-
باز سلطانست زان جغدان برنج ** در حدث مدفون شدست آن زفتگنج 955
- Padişahın doğanıyken o kuzgunlardan zahmetlere uğramada. O ağır define, pislik içine gömülmüş.
-
جغدها بر باز استم میکنند ** پر و بالش بیگناهی میکنند
- Baykuşlar, doğana sitem etmedeler. Suçsuz olduğu halde kanatlarını yolmadalar.
-
جرم او اینست کو بازست و بس ** غیر خوبی جرم یوسف چیست پس
- Suçu ancak doğan oluşu. Yusuf’un güzellikten başka ne suçu var ki?
-
جغد را ویرانه باشد زاد و بود ** هستشان بر باز زان زخم جهود
- Baykuşun yeri yurdu yıkık yerlerdir. Onun için doğana kâfirce kızmadalar.
-
که چرا می یاد آری زان دیار ** یا ز قصر و ساعد آن شهریار
- Neden o diyarı hatırlıyorsun?

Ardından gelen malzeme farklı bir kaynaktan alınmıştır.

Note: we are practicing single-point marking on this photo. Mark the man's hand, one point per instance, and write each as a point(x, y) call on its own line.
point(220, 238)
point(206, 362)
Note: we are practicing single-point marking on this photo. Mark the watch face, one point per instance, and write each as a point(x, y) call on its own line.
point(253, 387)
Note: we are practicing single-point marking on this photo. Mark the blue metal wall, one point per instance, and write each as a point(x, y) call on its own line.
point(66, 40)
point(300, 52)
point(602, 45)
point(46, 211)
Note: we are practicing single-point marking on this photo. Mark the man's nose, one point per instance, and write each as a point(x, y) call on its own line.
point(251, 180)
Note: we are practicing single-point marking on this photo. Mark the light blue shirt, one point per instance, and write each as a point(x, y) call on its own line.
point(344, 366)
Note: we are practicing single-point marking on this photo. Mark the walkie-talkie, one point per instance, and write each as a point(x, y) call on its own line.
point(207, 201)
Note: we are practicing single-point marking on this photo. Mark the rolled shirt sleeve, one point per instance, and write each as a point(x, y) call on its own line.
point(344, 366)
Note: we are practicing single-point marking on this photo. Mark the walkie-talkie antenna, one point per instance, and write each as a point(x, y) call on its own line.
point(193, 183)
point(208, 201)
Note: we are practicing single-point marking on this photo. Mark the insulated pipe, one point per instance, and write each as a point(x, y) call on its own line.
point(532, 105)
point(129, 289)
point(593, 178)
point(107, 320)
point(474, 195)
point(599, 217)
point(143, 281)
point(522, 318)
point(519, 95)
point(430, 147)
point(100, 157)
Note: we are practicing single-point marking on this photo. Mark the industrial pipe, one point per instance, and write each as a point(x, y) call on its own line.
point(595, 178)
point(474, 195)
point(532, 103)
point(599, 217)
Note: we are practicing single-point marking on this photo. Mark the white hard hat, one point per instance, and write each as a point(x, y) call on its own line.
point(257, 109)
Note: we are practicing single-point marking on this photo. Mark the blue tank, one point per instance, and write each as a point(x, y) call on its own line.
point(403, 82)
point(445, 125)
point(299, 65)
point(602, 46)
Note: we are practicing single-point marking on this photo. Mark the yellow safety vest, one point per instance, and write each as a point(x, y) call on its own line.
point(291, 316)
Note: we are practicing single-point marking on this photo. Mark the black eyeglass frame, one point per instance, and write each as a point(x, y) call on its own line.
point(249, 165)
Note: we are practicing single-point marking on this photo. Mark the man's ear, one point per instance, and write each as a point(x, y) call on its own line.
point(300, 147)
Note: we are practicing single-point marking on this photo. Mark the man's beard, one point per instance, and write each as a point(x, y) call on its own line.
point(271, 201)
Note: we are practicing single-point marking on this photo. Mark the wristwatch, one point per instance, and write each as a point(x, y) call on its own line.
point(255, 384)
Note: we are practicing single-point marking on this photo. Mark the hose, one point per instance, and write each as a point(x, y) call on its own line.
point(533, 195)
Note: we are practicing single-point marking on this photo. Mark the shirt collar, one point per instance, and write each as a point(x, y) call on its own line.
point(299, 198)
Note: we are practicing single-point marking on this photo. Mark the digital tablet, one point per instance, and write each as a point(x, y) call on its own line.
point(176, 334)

Neden padişahın köşkünü, bileğini anıyorsun?
-
در ده جغدان فضولی میکنی ** فتنه و تشویش در میافکنی 960
- Baykuşların köyünde gevezelik ediyor, buraya bir kargaşalıktır salıyorsun.
-
مسکن ما را که شد رشک اثیر ** تو خرابه خوانی و نام حقیر
- Feleğin üstündeki esir bile, yuvamıza haset ederken sen oraya yıkık yer diyor, orayı hor görüyorsun.
-
شید آوردی که تا جغدان ما ** مر ترا سازند شاه و پیشوا
- Deli oldun galiba ki baykuşların seni padişah ve başbuğ yapmaları hevesine kapıldın.
-
وهم و سودایی دریشان میتنی ** نام این فردوس ویران میکنی
- Vehme, sevdaya kapılıp dönmede, dolaşmada, bu cennete virane adını takmadasın.
-
بر سرت چندان زنیم ای بد صفات ** که بگویی ترک شید و ترهات
- Kötü huylu herif, bu delilik, bu saçma fikirler, kafadan çıkıncaya kadar kafana vuracağız senin.